Impacts sur l’assurance

Les risques couverts par les assureurs sont aussi en train de changer. On observe de plus en plus de réclamations associées aux dommages causés par le vent, la pluie ou la grêle. Leur progression est étroitement corrélée avec l’évolution de la température moyenne, estime M. Bourque.

De petits changements associés aux épisodes climatiques extrêmes peuvent provoquer une explosion des couts de sinistre. Une étude australienne rapportée par M. Bourque montre que si le pic atteint lors des tempêtes de vent monte de 25 %, les impacts aux immeubles pourraient grimper de 650 %, en incluant les infrastructures. Celles-ci « ont été conçues en fonction de seuils basés sur l’historique, ou sur la récurrence des épisodes » du climat passé. Ces seuils ne sont plus pertinents aujourd’hui, rappelle-t-il.

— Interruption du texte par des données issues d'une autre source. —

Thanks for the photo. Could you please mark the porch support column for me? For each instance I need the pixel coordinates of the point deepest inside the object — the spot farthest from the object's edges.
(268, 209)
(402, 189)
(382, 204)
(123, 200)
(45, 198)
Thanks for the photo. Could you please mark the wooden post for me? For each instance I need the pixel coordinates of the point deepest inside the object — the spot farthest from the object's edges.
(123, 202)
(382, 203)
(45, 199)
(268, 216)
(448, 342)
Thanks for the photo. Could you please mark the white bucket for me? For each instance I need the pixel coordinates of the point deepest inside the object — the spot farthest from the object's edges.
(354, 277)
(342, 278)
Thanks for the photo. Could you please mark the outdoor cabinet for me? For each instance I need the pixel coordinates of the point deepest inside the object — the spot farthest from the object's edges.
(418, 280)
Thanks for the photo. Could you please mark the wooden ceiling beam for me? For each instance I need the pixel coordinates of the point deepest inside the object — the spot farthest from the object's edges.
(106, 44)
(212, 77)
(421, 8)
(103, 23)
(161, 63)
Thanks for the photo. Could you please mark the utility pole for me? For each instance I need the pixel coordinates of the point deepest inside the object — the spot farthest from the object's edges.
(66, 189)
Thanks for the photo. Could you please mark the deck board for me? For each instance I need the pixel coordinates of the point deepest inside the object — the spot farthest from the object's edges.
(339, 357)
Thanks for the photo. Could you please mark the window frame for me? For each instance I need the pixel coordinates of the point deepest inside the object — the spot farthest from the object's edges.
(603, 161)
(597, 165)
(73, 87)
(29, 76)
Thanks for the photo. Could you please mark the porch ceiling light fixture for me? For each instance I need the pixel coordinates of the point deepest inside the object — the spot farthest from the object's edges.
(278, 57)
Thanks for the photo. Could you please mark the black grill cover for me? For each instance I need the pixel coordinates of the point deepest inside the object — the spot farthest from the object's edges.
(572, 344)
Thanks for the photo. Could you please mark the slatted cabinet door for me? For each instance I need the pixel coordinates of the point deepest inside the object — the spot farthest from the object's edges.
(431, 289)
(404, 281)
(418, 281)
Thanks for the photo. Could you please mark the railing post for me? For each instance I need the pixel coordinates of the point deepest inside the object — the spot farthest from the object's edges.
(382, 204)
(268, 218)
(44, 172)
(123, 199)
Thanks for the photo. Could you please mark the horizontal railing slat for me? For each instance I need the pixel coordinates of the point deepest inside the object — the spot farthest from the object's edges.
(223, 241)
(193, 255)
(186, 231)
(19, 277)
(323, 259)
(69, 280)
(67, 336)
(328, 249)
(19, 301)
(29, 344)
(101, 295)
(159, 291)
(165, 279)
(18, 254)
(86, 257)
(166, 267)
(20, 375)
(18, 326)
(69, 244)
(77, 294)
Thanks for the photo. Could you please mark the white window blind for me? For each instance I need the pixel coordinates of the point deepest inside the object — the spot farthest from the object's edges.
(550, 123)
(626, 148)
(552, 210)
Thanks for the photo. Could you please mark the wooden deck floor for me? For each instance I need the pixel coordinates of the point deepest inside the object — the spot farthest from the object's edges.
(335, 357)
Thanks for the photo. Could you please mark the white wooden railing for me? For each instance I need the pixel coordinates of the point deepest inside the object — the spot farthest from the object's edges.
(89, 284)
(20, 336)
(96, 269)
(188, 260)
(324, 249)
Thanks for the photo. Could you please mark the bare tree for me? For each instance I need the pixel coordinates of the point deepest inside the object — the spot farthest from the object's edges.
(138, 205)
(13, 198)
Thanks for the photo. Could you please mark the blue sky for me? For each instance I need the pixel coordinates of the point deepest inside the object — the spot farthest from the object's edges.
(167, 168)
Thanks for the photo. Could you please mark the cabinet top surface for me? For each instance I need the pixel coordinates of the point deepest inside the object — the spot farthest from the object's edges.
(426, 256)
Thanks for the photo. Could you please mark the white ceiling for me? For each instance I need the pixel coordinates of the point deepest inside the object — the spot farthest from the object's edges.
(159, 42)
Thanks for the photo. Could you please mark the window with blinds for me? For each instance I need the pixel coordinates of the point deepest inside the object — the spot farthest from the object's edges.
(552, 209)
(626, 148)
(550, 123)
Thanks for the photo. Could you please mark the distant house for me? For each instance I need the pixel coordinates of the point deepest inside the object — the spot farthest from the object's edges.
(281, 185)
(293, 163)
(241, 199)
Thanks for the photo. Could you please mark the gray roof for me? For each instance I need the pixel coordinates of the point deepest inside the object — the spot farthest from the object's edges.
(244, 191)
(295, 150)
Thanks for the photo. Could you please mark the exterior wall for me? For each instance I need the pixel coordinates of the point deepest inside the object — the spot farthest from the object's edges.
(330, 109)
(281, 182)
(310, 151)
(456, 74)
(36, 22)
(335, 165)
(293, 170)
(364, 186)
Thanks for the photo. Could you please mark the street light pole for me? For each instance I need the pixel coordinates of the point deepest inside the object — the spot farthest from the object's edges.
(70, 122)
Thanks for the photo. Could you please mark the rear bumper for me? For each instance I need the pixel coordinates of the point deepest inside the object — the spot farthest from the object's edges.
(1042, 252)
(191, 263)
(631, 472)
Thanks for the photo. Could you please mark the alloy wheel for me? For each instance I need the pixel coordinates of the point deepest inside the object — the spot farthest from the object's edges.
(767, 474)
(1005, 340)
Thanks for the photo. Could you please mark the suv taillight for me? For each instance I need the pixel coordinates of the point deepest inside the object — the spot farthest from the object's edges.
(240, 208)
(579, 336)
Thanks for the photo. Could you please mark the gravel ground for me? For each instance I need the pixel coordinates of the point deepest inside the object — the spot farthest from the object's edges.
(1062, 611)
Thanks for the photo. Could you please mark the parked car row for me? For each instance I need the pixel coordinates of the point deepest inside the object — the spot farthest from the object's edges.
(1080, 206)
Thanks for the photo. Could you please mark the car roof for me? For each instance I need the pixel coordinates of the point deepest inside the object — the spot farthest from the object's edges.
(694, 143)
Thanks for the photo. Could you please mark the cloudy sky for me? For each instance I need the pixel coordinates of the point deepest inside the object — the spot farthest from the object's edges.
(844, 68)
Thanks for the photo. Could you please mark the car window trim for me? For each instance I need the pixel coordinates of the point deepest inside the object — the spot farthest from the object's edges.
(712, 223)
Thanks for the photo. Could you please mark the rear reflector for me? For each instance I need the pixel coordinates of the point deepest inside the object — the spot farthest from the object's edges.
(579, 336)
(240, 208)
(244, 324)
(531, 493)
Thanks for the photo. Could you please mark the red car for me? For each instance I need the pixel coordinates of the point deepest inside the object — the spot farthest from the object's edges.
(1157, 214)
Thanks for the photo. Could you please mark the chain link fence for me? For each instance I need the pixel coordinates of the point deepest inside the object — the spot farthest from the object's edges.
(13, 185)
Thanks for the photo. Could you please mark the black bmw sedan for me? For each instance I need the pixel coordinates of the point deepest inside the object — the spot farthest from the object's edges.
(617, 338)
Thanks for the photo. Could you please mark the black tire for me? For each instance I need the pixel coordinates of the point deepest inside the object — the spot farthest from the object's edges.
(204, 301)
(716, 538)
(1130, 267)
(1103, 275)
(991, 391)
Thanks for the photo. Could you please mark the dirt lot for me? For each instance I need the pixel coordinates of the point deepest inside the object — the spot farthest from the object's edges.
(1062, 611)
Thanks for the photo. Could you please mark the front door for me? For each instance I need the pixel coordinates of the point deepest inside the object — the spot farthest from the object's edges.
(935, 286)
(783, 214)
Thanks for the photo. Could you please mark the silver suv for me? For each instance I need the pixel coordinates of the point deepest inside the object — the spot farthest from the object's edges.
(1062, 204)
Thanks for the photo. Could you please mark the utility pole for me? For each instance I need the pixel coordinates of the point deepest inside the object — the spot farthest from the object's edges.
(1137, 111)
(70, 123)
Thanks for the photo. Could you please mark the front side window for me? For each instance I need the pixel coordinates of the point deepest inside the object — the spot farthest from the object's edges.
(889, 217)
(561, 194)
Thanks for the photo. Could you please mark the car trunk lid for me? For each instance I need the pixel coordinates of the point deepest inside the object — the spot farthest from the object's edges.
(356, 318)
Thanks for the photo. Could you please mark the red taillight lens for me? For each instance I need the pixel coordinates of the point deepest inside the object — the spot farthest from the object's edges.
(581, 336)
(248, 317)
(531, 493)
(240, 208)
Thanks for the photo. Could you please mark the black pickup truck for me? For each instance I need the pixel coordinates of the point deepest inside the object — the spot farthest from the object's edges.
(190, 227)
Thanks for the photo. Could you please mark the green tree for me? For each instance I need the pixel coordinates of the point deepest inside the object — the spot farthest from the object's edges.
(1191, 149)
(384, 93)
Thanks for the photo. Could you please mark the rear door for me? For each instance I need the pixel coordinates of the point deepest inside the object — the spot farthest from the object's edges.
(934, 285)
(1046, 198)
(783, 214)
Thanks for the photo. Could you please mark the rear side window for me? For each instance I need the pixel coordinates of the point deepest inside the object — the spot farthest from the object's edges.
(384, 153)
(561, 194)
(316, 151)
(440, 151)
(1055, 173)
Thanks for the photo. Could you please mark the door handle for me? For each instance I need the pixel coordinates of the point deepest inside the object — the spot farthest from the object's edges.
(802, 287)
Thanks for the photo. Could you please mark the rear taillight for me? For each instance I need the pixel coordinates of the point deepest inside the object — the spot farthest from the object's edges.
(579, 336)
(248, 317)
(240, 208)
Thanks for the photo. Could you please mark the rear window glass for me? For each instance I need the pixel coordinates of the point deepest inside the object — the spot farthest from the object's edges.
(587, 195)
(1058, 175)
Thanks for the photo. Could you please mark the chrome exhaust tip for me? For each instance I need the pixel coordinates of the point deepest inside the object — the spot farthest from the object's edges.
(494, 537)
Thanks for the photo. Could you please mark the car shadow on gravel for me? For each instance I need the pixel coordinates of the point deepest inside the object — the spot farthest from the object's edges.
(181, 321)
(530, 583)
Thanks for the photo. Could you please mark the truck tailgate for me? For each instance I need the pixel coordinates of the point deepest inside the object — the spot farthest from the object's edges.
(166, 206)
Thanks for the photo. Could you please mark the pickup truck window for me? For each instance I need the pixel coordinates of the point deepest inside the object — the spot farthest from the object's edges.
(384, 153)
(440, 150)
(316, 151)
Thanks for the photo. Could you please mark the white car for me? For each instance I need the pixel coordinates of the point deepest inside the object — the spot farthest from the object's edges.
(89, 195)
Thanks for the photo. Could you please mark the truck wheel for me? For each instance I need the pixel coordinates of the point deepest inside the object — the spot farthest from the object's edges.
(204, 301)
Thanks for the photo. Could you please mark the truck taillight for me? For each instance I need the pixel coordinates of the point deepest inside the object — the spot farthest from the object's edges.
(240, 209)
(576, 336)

Ouranos a ainsi collaboré avec la Ville de Montréal dans un projet touchant la conception des infrastructures. Par exemple, pour des précipitations de 70 mm en 24 heures dont on prévoit la récurrence à un épisode aux 20 ans, de tels épisodes pourraient survenir plutôt aux 13 ans, selon les projections. Avant de grossir les conduites du réseau souterrain, on peut trouver des méthodes de mitigation pour éviter cet apport d’eau et le risque de refoulement.

Les travaux d’Ouranos ont aussi permis à Ingénieurs Canada de modifier le protocole de l’estimation de la vulnérabilité des infrastructures (PIEVC). L’un des plus grands risques ciblés est la durée des interruptions de service en électricité.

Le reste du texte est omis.